Regional policy was still failing people at the local level as the approach to regionalisation has been "piecemeal".
So heard a webinar for Farmers for Climate Action entitled Creating Change in Regional Communities, which was told regional Australia was often just given "one-off sugar hits" that were not enough to bridge long-term inequality.
Speaking on the webinar were three farmers, former Victorian Federal Independent MP Cathy McGowan, Gunnedah NFF president Fiona Simson and Harden journalist and author Gabby Chan.
Ms Simson said changes needed to be made on the way government handled spending as regional Australia was constantly missing out on infrastructure and health and education services.
"Agriculture and regional industries are really in the prime position to help lead the country economically out of COVID-19 and establish real growth in Australia," Ms Simson said.
But she lamented that regional spending had been piecemeal.
Ms Chan, the author of Rusted Off, said the impetus for change had never been greater in rural and regional Australia.

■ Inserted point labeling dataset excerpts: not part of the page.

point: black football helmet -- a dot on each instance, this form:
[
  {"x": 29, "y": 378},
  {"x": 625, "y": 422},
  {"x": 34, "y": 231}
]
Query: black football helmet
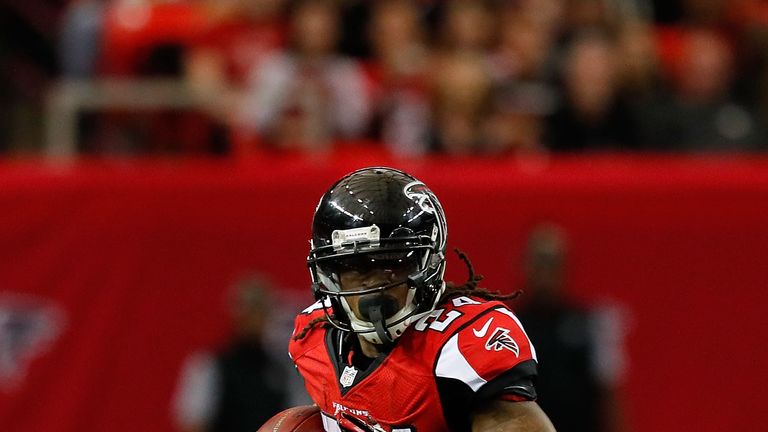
[{"x": 378, "y": 218}]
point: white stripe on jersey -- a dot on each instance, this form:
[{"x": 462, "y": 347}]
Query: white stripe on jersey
[
  {"x": 453, "y": 364},
  {"x": 330, "y": 424},
  {"x": 519, "y": 324}
]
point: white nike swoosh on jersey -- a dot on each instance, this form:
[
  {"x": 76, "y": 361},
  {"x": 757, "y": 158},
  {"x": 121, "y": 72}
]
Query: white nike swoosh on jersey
[{"x": 483, "y": 330}]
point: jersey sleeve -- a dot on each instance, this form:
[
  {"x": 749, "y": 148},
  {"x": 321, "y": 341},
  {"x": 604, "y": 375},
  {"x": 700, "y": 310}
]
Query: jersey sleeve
[{"x": 489, "y": 358}]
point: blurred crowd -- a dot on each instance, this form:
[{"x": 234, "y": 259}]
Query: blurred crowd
[{"x": 412, "y": 77}]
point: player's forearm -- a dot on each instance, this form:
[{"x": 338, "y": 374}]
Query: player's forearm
[{"x": 502, "y": 416}]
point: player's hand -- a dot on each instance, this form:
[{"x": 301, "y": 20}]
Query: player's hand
[{"x": 350, "y": 423}]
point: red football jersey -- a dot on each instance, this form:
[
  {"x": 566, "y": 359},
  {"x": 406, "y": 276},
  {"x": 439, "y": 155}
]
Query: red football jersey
[{"x": 464, "y": 353}]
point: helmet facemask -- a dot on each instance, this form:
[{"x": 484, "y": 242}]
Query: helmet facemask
[{"x": 381, "y": 315}]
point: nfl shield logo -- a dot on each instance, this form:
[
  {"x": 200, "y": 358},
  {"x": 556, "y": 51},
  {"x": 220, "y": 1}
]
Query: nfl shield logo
[{"x": 348, "y": 376}]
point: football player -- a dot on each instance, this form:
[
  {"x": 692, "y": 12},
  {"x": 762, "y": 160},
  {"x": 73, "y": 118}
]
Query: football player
[{"x": 389, "y": 346}]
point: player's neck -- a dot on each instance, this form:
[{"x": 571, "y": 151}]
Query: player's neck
[{"x": 368, "y": 349}]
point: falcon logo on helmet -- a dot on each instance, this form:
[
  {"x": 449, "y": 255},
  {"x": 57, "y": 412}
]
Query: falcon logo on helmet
[{"x": 378, "y": 218}]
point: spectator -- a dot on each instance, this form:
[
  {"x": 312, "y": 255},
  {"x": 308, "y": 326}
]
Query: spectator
[
  {"x": 578, "y": 383},
  {"x": 241, "y": 34},
  {"x": 703, "y": 114},
  {"x": 592, "y": 114},
  {"x": 308, "y": 96},
  {"x": 239, "y": 387},
  {"x": 462, "y": 100},
  {"x": 401, "y": 62}
]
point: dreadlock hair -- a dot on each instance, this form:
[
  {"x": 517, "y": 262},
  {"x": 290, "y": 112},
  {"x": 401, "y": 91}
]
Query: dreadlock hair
[{"x": 469, "y": 287}]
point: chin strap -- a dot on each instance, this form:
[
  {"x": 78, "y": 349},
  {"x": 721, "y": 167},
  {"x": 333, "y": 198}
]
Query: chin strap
[{"x": 379, "y": 323}]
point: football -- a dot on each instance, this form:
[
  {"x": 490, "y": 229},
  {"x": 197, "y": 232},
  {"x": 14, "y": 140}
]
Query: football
[{"x": 305, "y": 418}]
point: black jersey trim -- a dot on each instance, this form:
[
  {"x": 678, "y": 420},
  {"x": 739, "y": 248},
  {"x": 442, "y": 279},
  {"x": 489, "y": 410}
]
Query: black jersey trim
[
  {"x": 458, "y": 400},
  {"x": 518, "y": 381}
]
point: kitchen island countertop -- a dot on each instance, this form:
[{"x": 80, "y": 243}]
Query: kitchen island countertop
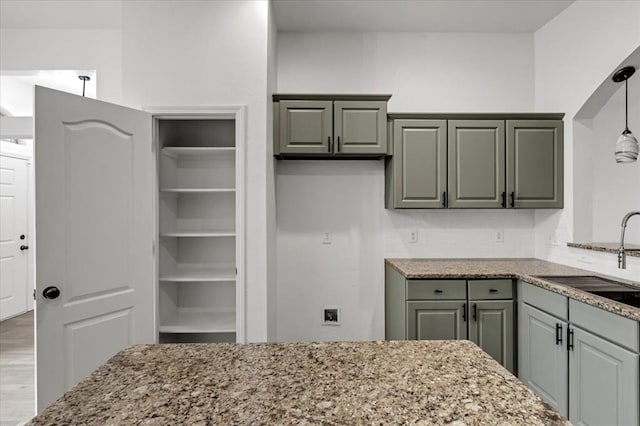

Ms Chan said it appeared government at senior levels didn't know how regional communities worked, and that was "surprising" given how many inquiries, bodies and programs oversaw regional policy.
There was a malaise of "not wanting to rock the boat", and a climate of everyone having to agree on issues, that affected the pursuit of good policy, she said.
Ms McGowan said in areas of education, childcare and aged care, governments "don't respond to the vagaries of local communities". "Change is needed in the policy of delivery of infrastructure," she said. "Often it is based on party bias, not on a needs or a national appproach. The defence industry has a strategy and we need the same for regional Australia," she said. "Regions need to know how they can fit into the national economy."
Ms McGowan said this meant there was a greater role for independents to have a say in Government. "That would create better representation," she said.
Ms Simson lamented that many future leaders were turning away from politics and also not getting involved in community groups, partly due to the pandemic, but also due to a failure of getting young people through the pipeline into a representative life. This was affecting how good policy was being made.
On the issue of climate change, all speakers agreed that the National Party was not representing its constituency with its refusal to set a zero emissions target by 2050.
"Change will have to come from outside with the pressure coming in,'' Ms Chan said.